Church’s tax-exempt status restored
Jeremy M. Lazarus | 7/1/2021, 6 p.m.
The Community Church of God in Christ is once again being recognized by the city as an active, functioning church, according to 2nd District City Councilwoman Katherine Jordan.
In an email Monday to the Free Press, Ms. Jordan stated that the city Assessor of Real Estate’s Office had confirmed that the church’s tax-exempt status has been restored on the sanctuary it has occupied for 45 years at 1801 Park Ave.
As a result, the church no longer faces a property tax bill of $46,128 that the city Department of Finance issued after the Assessor’s Office revoked that status on June 6 on a claim the building had been vacant for three years.
The church has been in operation for 112 years,
Dr.

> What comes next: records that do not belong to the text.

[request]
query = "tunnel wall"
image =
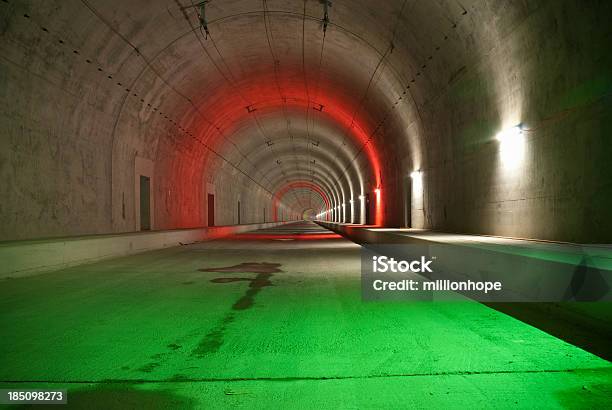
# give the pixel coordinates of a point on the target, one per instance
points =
(546, 65)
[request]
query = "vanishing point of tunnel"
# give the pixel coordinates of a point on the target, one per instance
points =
(306, 204)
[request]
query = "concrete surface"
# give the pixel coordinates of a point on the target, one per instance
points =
(522, 264)
(23, 258)
(93, 89)
(274, 320)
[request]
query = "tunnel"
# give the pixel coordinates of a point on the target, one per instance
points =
(306, 203)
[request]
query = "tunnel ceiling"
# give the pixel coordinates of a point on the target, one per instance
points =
(303, 104)
(275, 91)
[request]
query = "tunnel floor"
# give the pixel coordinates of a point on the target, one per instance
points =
(274, 318)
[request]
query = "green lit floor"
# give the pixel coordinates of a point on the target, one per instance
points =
(152, 330)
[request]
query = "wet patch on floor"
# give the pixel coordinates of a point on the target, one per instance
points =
(214, 339)
(148, 368)
(246, 267)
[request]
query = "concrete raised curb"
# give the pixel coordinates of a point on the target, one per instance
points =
(24, 258)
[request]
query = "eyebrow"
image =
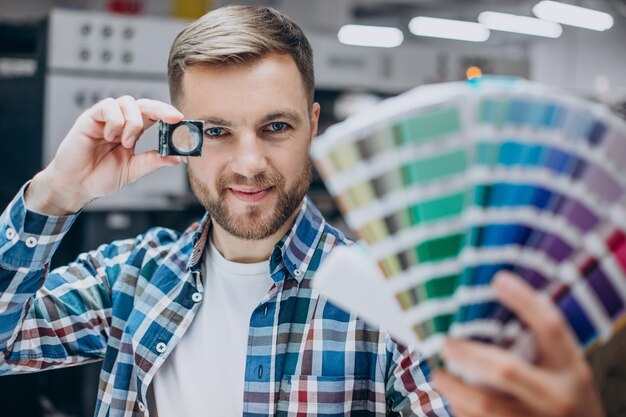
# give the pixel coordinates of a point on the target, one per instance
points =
(281, 114)
(216, 121)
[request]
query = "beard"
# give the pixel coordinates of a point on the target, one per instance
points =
(254, 224)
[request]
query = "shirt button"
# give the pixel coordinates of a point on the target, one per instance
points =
(31, 241)
(161, 347)
(10, 234)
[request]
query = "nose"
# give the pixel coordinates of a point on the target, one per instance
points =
(249, 159)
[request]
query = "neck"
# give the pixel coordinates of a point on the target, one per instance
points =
(248, 251)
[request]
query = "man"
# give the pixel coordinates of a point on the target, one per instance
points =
(219, 320)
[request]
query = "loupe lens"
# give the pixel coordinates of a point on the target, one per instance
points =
(186, 138)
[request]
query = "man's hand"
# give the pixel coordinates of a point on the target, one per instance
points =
(560, 384)
(97, 157)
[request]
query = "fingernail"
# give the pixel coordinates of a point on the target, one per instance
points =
(505, 282)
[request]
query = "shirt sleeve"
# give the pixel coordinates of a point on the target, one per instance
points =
(408, 389)
(58, 318)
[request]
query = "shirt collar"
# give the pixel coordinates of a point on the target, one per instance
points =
(295, 250)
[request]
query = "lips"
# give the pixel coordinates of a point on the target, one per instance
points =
(250, 195)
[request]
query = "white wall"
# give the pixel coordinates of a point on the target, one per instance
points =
(587, 62)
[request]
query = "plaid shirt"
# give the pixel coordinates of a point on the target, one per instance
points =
(128, 303)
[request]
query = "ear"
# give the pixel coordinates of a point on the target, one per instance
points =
(315, 117)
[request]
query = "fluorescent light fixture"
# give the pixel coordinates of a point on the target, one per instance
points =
(568, 14)
(377, 36)
(520, 24)
(448, 29)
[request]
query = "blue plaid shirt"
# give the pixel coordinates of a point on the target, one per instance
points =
(128, 303)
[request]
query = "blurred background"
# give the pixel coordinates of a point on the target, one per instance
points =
(58, 57)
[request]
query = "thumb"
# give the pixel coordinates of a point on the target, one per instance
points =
(146, 163)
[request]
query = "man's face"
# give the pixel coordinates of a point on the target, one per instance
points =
(255, 167)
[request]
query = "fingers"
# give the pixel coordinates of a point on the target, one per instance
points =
(109, 112)
(153, 110)
(133, 121)
(147, 162)
(494, 367)
(124, 119)
(474, 401)
(556, 344)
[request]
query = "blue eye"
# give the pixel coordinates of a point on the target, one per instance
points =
(214, 131)
(277, 126)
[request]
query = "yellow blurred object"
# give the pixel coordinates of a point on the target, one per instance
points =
(191, 9)
(473, 72)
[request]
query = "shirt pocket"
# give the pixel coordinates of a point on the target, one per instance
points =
(304, 395)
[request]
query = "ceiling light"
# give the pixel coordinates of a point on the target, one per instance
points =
(473, 72)
(378, 36)
(568, 14)
(520, 24)
(448, 29)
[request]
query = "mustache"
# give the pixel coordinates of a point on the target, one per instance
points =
(258, 181)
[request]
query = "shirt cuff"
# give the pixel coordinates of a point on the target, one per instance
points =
(29, 239)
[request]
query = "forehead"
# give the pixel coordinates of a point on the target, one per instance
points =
(243, 89)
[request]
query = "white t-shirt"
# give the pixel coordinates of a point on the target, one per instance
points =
(204, 375)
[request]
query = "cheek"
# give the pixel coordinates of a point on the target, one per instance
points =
(203, 171)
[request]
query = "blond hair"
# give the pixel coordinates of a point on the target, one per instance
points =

David N. Wright Sr., the historic Black church’s pastor for 37 years, told the Free Press he had heard from Ms. Jordan’s office and felt some relief.
However, he said he still has not received any confirmation, notice or information from the city assessor, Richie N. McKeithen, or Deputy Assessor Melvin Bloomfield.
Steve Skinner, a spokesman for Richmond City Council, which appoints the assessor, sent a separate email Monday to the Free Press also stating that the church is once again tax-exempt.
“Our understanding is that the entity that owned the real estate/building had not responded to or returned the real estate review forms that were sent to them last year by the Richmond Office of the Assessor of Real Estate regarding nonprofit/church use exemption verification, which had been in question for the past three years,” Mr. Skinner wrote.
Mr. Skinner stated the issue was resolved after the church “contacted, spoke with, followed up and submitted the information to the Assessor’s Office.”
Mr. McKeithen and Mr. Bloomfield were not available for comment.
Dr. Wright remains puzzled that anyone would suggest that Community Church had ceased operations or that the church needed to justify itself to city officials, given that the state and federal constitutions support freedom of worship and essentially bar taxation of sanctuaries and other places of worship.
“Our church was born in 1909 and has been a center of faith ever since,” Dr. Wright said. “That includes the past three years.
“We were open during the pandemic and held nightly revivals for 157 days,” Dr. Wright continued. “What evidence would the assessor have relied on to even question the church’s existence? I have not been told. It appears the assessor did it on a whim.
“This tax situation created enormous and unnecessary stress for me and the congregation that we did not deserve, all because someone in a city office decided to take an action without doing any investigation. It is shameful. If it is truly over for us, I can only hope that no other faith community has to go through this kind of experience.”